I don't think it is a bad move overall. I use "pager.log" to pipe
through a specific command (that is different than I would use for other
commands).
So I like the idea of configurability; the problem is just that it is
happening at the wrong level. The individual commands should be in
charge of it, with something like:
/*
* See if pager.log is configured, falling back to "true" (due to the
* second argument). If so, and stdout is a tty, run the pager.
*
* This would be run at the top of cmd_log().
*/
setup_auto_pager("log", 1);
...
/*
* As above, but note that we run this in cmd_tag() only at the right
* moment. We'd probably actually flip the "0" here to a "1", but
* this represents the current default.
*/
if (mode_list)
setup_auto_pager("tag.list", 0);
That's a lot more boilerplate (each command needs to decide if and when
it should support the pager), but a one-liner in each spot is not so
bad. Both builtins and external could use the C interface, but it's
trickier for other languages to redirect their own stdout (we want the
pager to run as a separate process, but we also need to wait for it at
the end).
Though I suspect for most cases, external scripts are really paging the
output of some other command anyway.
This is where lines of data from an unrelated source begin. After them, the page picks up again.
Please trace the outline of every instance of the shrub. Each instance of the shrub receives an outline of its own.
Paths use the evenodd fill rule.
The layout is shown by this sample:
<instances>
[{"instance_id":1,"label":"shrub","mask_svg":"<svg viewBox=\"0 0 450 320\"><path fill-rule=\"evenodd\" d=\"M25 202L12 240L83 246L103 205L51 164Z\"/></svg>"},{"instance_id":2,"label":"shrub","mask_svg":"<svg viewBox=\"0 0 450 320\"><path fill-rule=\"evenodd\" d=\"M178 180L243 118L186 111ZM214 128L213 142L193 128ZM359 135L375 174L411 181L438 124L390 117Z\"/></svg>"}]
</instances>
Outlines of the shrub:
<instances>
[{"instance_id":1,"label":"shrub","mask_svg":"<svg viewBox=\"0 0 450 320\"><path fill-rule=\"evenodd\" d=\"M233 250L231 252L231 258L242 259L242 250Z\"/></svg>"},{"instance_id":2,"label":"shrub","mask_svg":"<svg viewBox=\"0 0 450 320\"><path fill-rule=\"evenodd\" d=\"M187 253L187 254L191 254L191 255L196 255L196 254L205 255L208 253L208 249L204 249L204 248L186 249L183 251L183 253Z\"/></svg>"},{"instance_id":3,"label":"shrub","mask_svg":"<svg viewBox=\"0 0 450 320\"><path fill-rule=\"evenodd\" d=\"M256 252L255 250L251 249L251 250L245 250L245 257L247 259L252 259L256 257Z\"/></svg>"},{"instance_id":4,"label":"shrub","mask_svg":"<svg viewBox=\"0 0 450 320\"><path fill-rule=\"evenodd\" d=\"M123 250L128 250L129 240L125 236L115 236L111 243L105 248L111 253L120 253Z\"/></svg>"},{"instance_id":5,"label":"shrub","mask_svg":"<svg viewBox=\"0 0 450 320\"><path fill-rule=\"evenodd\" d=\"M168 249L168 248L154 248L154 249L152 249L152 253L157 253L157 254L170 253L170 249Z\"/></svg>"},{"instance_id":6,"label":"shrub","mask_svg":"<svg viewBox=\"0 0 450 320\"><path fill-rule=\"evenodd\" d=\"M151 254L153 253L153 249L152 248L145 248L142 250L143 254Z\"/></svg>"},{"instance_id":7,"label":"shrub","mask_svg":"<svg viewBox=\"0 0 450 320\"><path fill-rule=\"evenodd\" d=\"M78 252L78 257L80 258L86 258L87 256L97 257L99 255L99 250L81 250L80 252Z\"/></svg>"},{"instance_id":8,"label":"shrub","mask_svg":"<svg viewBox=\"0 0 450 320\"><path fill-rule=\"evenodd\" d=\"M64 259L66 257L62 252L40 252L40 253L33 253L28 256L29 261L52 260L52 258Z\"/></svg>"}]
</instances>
So it would be enough to provide
something like:
if git pager --query bisect.log
then
bisect_log | git pager bisect.log
else
bisect_log
fi
(you can lose the "--query" form if you don't mind _always_ piping
through "cat" when there's no pager in use, but that seems like a
pointless inefficiency).
So I think it's all workable, and for the most part would even remain
backwards compatible, with the exception that "pager.foo" would not work
for a third-party "git-foo" until the author updates it to call "git
pager".
I don't have a particular plan to work on it anytime soon, but maybe
somebody could pick it up as relatively low-hanging fruit.